Algoritmo de Euclides

Em matemática, o algoritmo de Euclides[a] é um método simples e eficiente de encontrar o máximo divisor comum entre dois números inteiros diferentes de zero. É um dos algoritmos mais antigos, conhecido desde que surgiu nos Livros VII e X da obra Elementos de Euclides[1] por volta de 300 a.C.. O algoritmo não exige qualquer fatoração.

Animação do algoritmo de Euclides para os inteiros 252 e 105. As barras representam múltiplos de 21, o máximo divisor comum (MDC). Em cada passo, o número menor é subtraído ao maior, até um número ser reduzido a zero. O número restante é o MDC.

O MDC de dois números inteiros é o maior número inteiro que divide ambos sem deixar resto.

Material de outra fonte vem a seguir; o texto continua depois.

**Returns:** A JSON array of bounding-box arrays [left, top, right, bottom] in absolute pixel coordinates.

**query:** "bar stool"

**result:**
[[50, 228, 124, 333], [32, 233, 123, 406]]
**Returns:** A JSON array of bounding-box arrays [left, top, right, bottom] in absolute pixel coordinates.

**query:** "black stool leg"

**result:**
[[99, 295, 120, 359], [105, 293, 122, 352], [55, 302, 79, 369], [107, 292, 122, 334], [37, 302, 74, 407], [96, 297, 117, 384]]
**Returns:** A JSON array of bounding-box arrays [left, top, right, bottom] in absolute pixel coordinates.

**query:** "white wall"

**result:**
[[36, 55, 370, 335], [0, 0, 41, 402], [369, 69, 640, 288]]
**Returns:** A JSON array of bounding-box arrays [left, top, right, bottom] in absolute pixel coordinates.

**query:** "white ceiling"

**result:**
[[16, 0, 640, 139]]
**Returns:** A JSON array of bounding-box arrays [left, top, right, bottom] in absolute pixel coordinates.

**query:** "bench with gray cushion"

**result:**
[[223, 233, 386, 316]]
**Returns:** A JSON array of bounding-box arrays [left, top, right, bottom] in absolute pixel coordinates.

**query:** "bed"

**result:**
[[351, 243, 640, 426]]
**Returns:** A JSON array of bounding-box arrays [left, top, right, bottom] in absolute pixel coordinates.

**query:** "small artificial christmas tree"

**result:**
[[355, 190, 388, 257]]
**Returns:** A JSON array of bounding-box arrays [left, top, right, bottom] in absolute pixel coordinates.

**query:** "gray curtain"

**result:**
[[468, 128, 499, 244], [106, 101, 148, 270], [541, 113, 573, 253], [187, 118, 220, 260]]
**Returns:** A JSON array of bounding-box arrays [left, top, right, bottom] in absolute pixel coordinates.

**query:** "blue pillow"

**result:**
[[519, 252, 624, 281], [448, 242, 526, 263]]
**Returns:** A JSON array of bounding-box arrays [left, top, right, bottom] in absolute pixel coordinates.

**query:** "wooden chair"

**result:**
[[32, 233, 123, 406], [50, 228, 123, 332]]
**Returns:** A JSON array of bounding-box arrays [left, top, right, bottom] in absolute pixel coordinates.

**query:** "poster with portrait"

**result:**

O algoritmo de Euclides é baseado no princípio de que o MDC não muda se o menor número for subtraído ao maior. Por exemplo, 21 é o MDC de 252 e 105 (252 = 21 × 12; 105 = 21 × 5); já que 252 − 105 = 147, o MDC de 147 e 105 é também 21. Como o maior dos dois números é reduzido, a repetição deste processo irá gerar sucessivamente números menores, até convergir em zero. Nesse momento, o MDC é o outro número inteiro, maior que zero. Ao reverter os passos do algoritmo de Euclides, o MDC pode ser expresso como soma dos dois números originais, cada um multiplicado por um número inteiro positivo ou negativo, por exemplo: 21 = 5 × 105 + (−2) × 252. Esta importante propriedade é denominada identidade de Bézout.

A mais antiga descrição que se conhece do método usado no algoritmo de Euclides é da sua obra Elementos (c. 300 a.C.), o que o torna um dos algoritmos numéricos mais antigos ainda em uso corrente. O algoritmo original foi descrito apenas para números naturais e comprimentos geométricos, mas foi generalizado no século XIX para outras classes de números como os inteiros gaussianos e polinómios de uma variável. Isto conduziu a noções da moderna álgebra abstrata tais como os domínios euclidianos. O algoritmo de Euclides foi ainda generalizado mais a outras estruturas matemáticas, como os nós e polinómios multivariados.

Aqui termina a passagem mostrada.